Wow! Really easy. Great work Wes and Hadley! 🙂

哇! 真的很容易。 韦斯和哈德利都很出色! 🙂

Now that we’ve got our data, it’s time to do some munging.

现在我们有了数据,是时候做些调整了。

问题 (The Problem)

I’m looking to compare payrolls over time. There are a couple of tricky things about this.

我希望比较一段时间内的薪资。 关于这有一些棘手的事情。

First off (and probaby most obviously) is that the value of the dollar has changed over the past 70 years. So there will be obvious differences between a payroll from 1970 and a payroll from 2010.

首先(最明显的是概率)是美元的价值在过去70年中发生了变化。 因此,1970年的薪资与2010年的薪资之间将存在明显的差异。
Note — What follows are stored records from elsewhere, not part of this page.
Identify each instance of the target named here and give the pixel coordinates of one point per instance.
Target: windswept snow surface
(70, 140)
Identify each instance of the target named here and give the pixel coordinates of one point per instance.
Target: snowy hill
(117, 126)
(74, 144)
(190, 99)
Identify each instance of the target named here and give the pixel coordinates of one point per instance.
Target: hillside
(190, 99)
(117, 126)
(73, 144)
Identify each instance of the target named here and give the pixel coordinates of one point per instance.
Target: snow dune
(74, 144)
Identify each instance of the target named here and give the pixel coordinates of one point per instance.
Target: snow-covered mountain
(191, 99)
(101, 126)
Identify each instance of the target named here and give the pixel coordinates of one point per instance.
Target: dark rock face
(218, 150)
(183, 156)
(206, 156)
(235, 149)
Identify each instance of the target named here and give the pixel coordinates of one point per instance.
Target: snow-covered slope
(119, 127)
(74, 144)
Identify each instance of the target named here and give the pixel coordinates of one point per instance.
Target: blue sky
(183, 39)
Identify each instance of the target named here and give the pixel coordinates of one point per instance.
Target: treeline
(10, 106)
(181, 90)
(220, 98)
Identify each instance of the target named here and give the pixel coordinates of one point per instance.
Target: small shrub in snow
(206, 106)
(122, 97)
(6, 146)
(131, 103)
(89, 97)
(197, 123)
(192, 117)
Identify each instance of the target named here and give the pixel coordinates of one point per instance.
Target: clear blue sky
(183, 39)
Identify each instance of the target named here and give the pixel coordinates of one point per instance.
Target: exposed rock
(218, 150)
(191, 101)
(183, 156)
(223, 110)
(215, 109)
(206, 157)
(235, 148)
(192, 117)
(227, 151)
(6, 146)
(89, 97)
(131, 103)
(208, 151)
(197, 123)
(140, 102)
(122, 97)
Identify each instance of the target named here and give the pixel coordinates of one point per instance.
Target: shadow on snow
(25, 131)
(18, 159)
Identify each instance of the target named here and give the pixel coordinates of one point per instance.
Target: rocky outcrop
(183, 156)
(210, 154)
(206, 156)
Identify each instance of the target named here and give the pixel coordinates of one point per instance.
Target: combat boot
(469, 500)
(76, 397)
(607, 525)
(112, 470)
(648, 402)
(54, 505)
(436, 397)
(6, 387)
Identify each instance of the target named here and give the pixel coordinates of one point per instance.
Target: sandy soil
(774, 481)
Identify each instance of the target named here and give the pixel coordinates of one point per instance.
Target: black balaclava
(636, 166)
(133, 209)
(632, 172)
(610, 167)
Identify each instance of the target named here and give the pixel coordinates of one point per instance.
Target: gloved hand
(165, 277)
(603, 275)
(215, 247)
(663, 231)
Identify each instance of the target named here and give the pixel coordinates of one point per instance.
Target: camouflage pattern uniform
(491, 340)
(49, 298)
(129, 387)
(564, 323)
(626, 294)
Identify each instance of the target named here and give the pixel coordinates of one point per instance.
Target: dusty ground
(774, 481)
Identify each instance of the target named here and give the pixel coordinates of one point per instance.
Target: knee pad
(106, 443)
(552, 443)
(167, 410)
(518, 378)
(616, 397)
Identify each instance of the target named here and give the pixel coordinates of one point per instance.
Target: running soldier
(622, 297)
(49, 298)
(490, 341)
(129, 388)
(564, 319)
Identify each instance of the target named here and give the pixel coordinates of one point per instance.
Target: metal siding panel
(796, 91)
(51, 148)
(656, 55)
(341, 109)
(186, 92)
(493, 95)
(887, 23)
payrolls = attendance[['year', 'est_payroll']].groupby('year').mean() / 1000
payrolls[(payrolls.index==1970) | (payrolls.index==2010)]
Out[24]:
       est_payroll (1000s)
year
1970    434.565455
2010  91916.006567

payrolls = attendance[['year', 'est_payroll']].groupby('year').mean() / 1000
payrolls[(payrolls.index==1970) | (payrolls.index==2010)]
Out[24]:
       est_payroll (1000s)
year
1970    434.565455
2010  91916.006567

Yikes! When adjusted for inflation, that $434k becomes $2.5M. Compare that to the actual average payroll in 2010, $92M, and not quite everything seems to be adding up.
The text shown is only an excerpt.